Consider the wind turbines in Figures 1 and 2. What differences do you observe? These two examples are designed for two different purposes. The windmill in Figure 1 is designed to pump water; the turbine in Figure 2 is designed to generate electricity. In addition to variations in the tower design and number of blades, notice that the total surface area of the blades in each turbine is very different.

Solidity, the ratio of the total surface area for all blades to the total swept area, is calculated using the equation

\text{solidity} = na/A

where n is the number of blades, a is the area of a single blade, and A is the swept area of the turbine.

Turbines with a high solidity (e.g., greater than 0.80), rotate at a low speed, while turbines with a low solidity (e.g., 0.10), rotate at a higher speed.

Blade pitch dramatically affects the torque, speed, and the amount of drag experienced by the blades of the rotor. It also affects the solidity of the turbine. Blades with a shallow pitch (10–30°) have less drag, and provide greater solidity by presenting more of their surface to the wind. However, they can’t provide as much torque (turning force) to the generator. A greater pitch (30–60°) has less solidity and more drag, but can provide more torque to the generator.

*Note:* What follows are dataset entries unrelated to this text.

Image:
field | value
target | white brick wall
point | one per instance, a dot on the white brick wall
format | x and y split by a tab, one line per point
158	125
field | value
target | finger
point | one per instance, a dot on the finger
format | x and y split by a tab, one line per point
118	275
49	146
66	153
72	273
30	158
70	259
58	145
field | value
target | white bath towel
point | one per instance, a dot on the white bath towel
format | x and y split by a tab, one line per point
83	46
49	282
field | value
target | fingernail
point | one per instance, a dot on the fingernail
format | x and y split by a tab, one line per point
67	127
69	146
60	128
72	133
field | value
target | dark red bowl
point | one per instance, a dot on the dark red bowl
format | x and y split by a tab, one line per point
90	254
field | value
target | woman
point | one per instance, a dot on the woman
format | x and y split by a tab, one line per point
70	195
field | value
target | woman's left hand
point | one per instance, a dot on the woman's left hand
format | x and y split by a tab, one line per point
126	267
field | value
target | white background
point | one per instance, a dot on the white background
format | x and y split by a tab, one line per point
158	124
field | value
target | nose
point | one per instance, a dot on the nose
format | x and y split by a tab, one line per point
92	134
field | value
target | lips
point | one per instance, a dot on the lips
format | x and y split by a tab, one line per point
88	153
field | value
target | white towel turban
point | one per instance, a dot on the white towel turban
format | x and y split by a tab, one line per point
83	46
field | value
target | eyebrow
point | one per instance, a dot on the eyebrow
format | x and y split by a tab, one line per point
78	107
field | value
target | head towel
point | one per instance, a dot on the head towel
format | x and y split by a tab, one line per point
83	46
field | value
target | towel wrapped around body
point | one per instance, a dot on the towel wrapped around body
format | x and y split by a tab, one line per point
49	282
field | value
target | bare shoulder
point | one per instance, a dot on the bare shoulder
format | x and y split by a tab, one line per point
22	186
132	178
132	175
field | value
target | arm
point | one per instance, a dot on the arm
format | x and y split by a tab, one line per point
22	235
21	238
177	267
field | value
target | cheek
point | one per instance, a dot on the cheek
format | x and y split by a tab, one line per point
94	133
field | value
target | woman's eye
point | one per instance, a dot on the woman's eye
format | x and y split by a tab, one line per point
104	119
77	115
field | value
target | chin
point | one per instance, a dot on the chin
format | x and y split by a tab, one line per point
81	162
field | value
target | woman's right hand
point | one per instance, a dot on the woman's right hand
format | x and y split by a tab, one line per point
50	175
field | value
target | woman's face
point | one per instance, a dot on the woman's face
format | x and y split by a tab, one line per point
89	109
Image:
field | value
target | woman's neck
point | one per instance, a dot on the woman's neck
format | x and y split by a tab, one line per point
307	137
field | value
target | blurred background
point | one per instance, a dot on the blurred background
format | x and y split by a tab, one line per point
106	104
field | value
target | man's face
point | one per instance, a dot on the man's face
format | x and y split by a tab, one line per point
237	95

In this experiment, you will calculate the planform area, the area the blade projects onto the plane of rotation, using the area of the blade and its pitch. You will use the total planform area (for all blades) to calculate the solidity of the wind turbine. You will then investigate how the turbine solidity affects electrical power output.


  • Measure the total blade planform area.
  • Calculate the total area swept by a wind turbine blade.
  • Calculate solidity of a wind turbine.
  • Investigate the relationship between power output and solidity.